Improved prediction of turbomachinery flows using Reynolds stress model with γ transition model

Transition is a prominent flow phenomenon in turbomachinery, especially at low and moderate Reynolds numbers. The turbomachinery internal flow often encounters complex vortex structures, typically accompanied by strong turbulence anisotropy and non–equilibrium. Conventional Reynolds–averaged Navier–Stokes (RANS) modeling with linear eddy–viscosity models (LEVMs) may fail short in capturing certain complex flow features. The Reynolds stress model (RSM) based on a higher turbulence closure level has more potential to reasonably consider turbulence anisotropy and non–equilibrium for such complex flows within turbomachinery than the LEVMs. However, the current RSM lacks an effective representation of transition phenomena. This paper presents an improved prediction of turbomachinery flows using RSM with transition modeling. The transition effects are incorporated into the RSM (SSG/LRR–ω model) via Menter's γ transport equation. The blending of the SSG/LRR–ω model with the γ transition model (SSG/LRR–ω–γ model) is firstly validated based on the T3 series flat plate cases with zero pressure gradient (T3A, T3B, T3A–) and variable pressure gradients (T3C1–C5).

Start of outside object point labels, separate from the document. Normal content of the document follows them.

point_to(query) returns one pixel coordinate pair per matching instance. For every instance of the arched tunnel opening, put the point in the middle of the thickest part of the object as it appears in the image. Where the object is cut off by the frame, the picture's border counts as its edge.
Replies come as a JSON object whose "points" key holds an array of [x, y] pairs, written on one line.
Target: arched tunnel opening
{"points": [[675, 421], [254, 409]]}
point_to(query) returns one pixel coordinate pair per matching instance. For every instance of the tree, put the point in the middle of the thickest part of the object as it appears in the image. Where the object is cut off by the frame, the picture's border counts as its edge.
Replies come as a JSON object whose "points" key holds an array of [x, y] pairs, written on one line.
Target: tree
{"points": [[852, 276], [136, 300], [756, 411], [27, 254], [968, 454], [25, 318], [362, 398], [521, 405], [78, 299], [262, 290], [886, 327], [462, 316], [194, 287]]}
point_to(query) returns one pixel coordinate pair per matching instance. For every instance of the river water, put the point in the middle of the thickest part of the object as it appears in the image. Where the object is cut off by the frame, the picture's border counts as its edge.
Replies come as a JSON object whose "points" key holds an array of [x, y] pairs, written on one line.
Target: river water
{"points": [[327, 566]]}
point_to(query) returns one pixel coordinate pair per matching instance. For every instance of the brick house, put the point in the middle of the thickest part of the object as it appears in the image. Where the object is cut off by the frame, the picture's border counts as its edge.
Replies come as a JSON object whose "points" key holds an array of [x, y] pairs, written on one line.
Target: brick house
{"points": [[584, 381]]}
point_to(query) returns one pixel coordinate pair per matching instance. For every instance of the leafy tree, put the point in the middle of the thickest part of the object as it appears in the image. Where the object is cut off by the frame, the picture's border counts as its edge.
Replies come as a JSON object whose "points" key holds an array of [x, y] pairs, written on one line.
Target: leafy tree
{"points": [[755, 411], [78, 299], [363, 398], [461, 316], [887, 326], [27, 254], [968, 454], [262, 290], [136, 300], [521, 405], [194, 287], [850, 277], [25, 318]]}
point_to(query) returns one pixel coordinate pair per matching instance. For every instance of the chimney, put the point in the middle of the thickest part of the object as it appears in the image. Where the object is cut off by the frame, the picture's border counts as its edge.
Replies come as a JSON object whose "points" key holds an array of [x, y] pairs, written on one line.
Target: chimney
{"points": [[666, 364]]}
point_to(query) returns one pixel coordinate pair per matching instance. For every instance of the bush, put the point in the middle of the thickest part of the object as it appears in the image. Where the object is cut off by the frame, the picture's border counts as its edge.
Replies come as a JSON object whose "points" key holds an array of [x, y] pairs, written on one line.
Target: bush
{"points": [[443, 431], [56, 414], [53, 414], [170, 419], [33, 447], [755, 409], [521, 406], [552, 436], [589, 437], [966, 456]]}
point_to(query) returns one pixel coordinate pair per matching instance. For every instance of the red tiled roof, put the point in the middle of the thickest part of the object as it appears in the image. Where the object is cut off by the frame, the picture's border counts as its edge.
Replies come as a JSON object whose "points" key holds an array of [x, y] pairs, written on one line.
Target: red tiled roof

Comparisons with experiments show that the SSG/LRR–ω–γ model predicts corner separation flows with transition more accurately, although there is still room for further improvement. Then, the performance of the SSG/LRR–ω–γ model is assessed in a linear highly loaded prescribed velocity distribution (PVD) cascade and a NACA65 K48 compressor cascade. Comparisons with experiments indicate that, in both compressor cascades, the SSG/LRR–ω–γ model can predict more accurately corner flows with boundary layer transition on suction surfaces than the SSG/LRR–ω and SST model. Nevertheless, it still exhibits a tendency to overestimate the size of corner separation, especially in cases characterized by strong adverse pressure gradients. Comparisons of skin friction and velocity profiles predicted by the SSG/LRR–ω model with and without transition modeling illustrate the rationale behind the improved prediction. Further improvement of the SSG/LRR–ω–γ model for predicting turbomachinery corner flows should be conducted in future.